Ellen Messmer | June 28, 2013
The firewall is the IT security gold standard but will the traffic of the future going to go through it?

The rise of cloud-based computing as the enterprise sends data and the processing of it into the networks of cloud-service providers, whether they be platform-as-a-service, infrastructure-as-a-service and software-as-a-service, is also raising questions about the future of the firewall and IPS. Today, there's little cooperation with what you do in a service such as Amazon and what you do on premises, Young says. Today, the firewall and IPS largely remains on premise.

At the same time, the advent of Software Defined Networking and the use of CloudStack and OpenStack are being watched by the security industry as well.

"It's a disruptive shift," acknowledges Toubba, but says Juniper believes software-based firewalling, among other security services, can be adapted to SDN and cloud technologies.

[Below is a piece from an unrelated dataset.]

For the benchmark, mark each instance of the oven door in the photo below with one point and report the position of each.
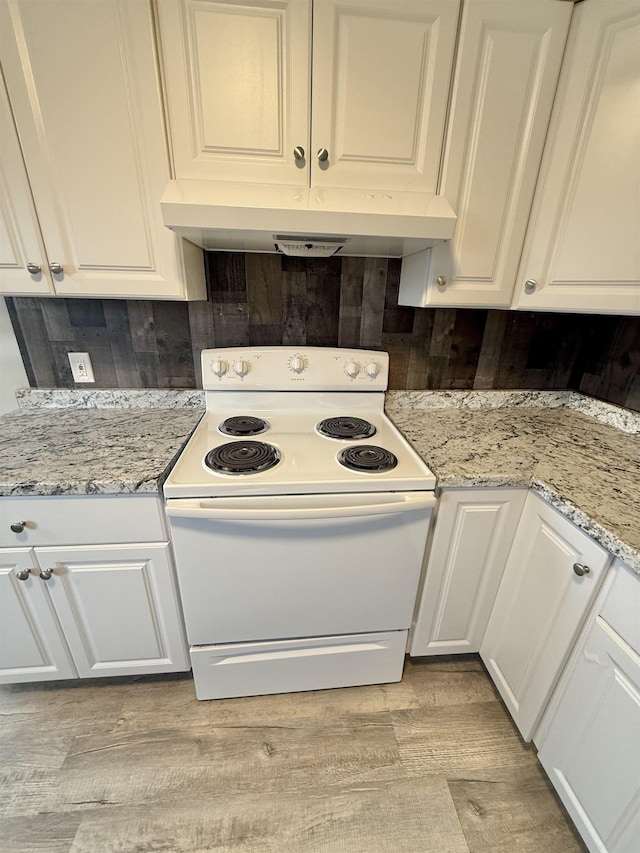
(258, 568)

Simon Crosby, founder and CTO at start-up Bromium -- who was also founder and CTO at XenSource before it was acquired by Citrix -- scoffs at the idea that traditional firewalling and IPS (or "next-generation" anything) is the answer. He says public cloud technologies and OpenStack are among the forces pushing things to the breaking point.

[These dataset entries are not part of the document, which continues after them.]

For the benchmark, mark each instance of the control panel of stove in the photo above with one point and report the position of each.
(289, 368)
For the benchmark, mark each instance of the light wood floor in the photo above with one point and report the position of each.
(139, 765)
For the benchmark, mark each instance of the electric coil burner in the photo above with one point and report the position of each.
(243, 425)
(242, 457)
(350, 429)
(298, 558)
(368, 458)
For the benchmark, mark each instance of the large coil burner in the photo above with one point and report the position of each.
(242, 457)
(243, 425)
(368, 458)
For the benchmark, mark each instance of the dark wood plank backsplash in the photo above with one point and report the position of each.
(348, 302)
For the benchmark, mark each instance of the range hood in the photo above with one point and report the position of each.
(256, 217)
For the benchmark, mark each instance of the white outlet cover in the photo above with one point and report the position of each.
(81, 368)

The security industry is largely "bankrupt" and vendors "lie," Crosby declares, warning "anything that asserts it can detect an attacker is fatally flawed." He claim a  better approach to virtual machine security is going to be done through CPU-based protection and "hardware isolation" that make use of built-in Intel and ARM chip security functions in a novel way. Bromium's vSentry virtualization security works like a VM within a VM to isolate and then "throw away" attack code targeting Windows.

Whether newer ideas such as these catch fire remains to be seen.

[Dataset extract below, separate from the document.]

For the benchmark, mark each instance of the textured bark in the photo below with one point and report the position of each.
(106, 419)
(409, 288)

SDN, an upcoming technology, doesn't mean physical switches are going to go away, says Gartner's Young, noting this still immature form of networking will mean new ways to orchestrate applications and automate service chaining through controllers. The problem, however, is that it will certainly impact what is done with firewalls today and at this point there really doesn't appear to be a solid security model for SDN. "Current SDN security mechanisms are effectively non-existent," Young said.